Deuxièmement, souhaitez-vous « rejouer le match » du mariage pour tous, et remettre en question l'adoption par des couples homosexuels ? Souhaitez-vous remettre en question l'égalité d'accès à l'adoption, comme nous avons malheureusement pu le constater à certains endroits ? Tout cela fait désormais partie de la loi française, et elle doit être respectée. La quasi-totalité des pays qui ont adopté, avant ou après la France, le mariage pour tous ont simultanément adopté la PMA pour les couples de femmes. Le président Hollande, dans son dernier livre, indique regretter que cette disposition n'ait pas été adoptée en même temps, car elle parait naturelle : pourquoi refuser à un couple de femmes, qui est autorisé à se marier et à adopter des enfants, d'utiliser l'utérus de l'une de ses deux femmes pour faire cet enfant ? Cette logique paraît si naturelle et si évidente que l'on ne comprend pas pourquoi la disposition n'a pas été prise en même temps.

Toutes les questions que vous posez sont légitimes. Je n'ai aucun a priori envers quelque question que ce soit. Vous avez tout à fait le droit de vous demander si un enfant qui n'a pas de père ne va pas rencontrer des difficultés. Nous pouvons aller plus loin, et nous demander si le père, la référence paternelle, est indispensable au bon développement de l'enfant. Il est légitime de se poser de telles questions. En revanche, ne pas tenir compte des études scientifiques qui apportent des réponses, voilà qui est moins légitime. J'ai beaucoup de peine à entendre des critiques sur la valeur scientifique de ces études, qui ont été remarquablement menées à l'étranger, à Cambridge par Mme Susan Golombok, aux États-Unis et dans des pays d'Europe du Nord. La France réalise peu d'études, et je le regrette. Un engagement doit être pris pour y remédier. Je crains que nous ne soyons en présence d'un exemple typique de l'arrogance française, dénoncée par d'autres pays, qui nous fait reporter sur l'étranger la solution à des problèmes que nous ne pouvons nous-mêmes régler. Nous laissons des couples qui ne peuvent enfanter légalement en France rechercher des solutions à l'étranger. Nous devrions montrer de la reconnaissance à leur égard, pour cette capacité à résoudre les problèmes que nous ne sommes pas capables de régler. Dans le même temps nous les critiquons, et nous critiquons les études scientifiques qu'ils mènent dans les plus grandes conditions de rigueur.

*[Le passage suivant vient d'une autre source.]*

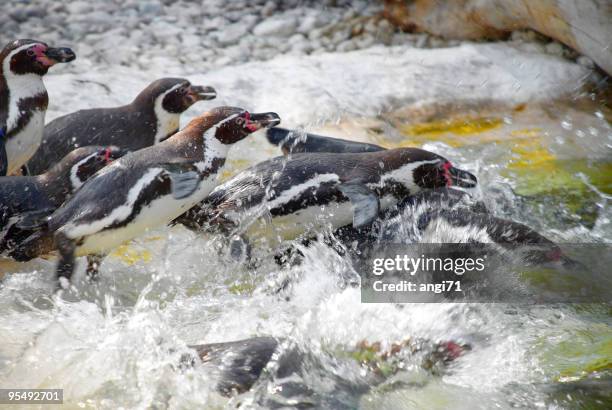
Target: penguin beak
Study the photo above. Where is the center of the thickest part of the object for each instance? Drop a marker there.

Ces études sont considérées comme les meilleures sur ces sujets ! Elles apportent des conclusions très simples : les enfants élevés par des couples de femmes homosexuelles, par une femme seule ou par des couples hétérosexuels à la suite d'une PMA, par désir d'enfant, ne présentent aucune différence entre eux en termes de développement affectif, intellectuel, d'orientation sexuelle future, etc. Là ne réside pas la difficulté. Beaucoup de choses peuvent entraver le développement de l'enfant, mais pas ce point.

Chacun de ces enfants a d'ailleurs de multiples référents masculins : oncles, cousins, grands-pères, etc. Personnellement, j'ai eu plusieurs référentes maternelles et plusieurs référents paternels. Je m'en porte plutôt bien, et j'estime que c'est une chance. Les hasards de la vie m'ont apporté ces référents multiples, et je n'y vois que des avantages. Il est très important, pour les enfants, de connaître une pluralité de personnes qui lui servent d'exemples. C'est ainsi que l'enfant se développe. Plus nous étudions l'intelligence artificielle, plus nous comprenons que c'est là que réside la capacité de l'enfant à se développer, c'est-à-dire son adaptabilité à des situations très diverses, infinies, bien plus variées que ce qu'un adulte peut assimiler. À cette adaptabilité s'ajoute la capacité à s'inspirer de plusieurs modèles adultes pour progresser.

Madame, êtes-vous d'accord pour reconnaître la fiabilité de ces études scientifiques, et pour séparer ce qui relève du savoir de ce qui relève de la croyance ? Nous avons le droit de croire que nous préférons tel mode de vie ou de famille, mais nous ne sommes pas autorisés à dire qu'il est scientifiquement prouvé que tel ou tel modèle est plus légitime que l'autre, et que ceux qui voit différemment la manière de « faire famille » ont tort.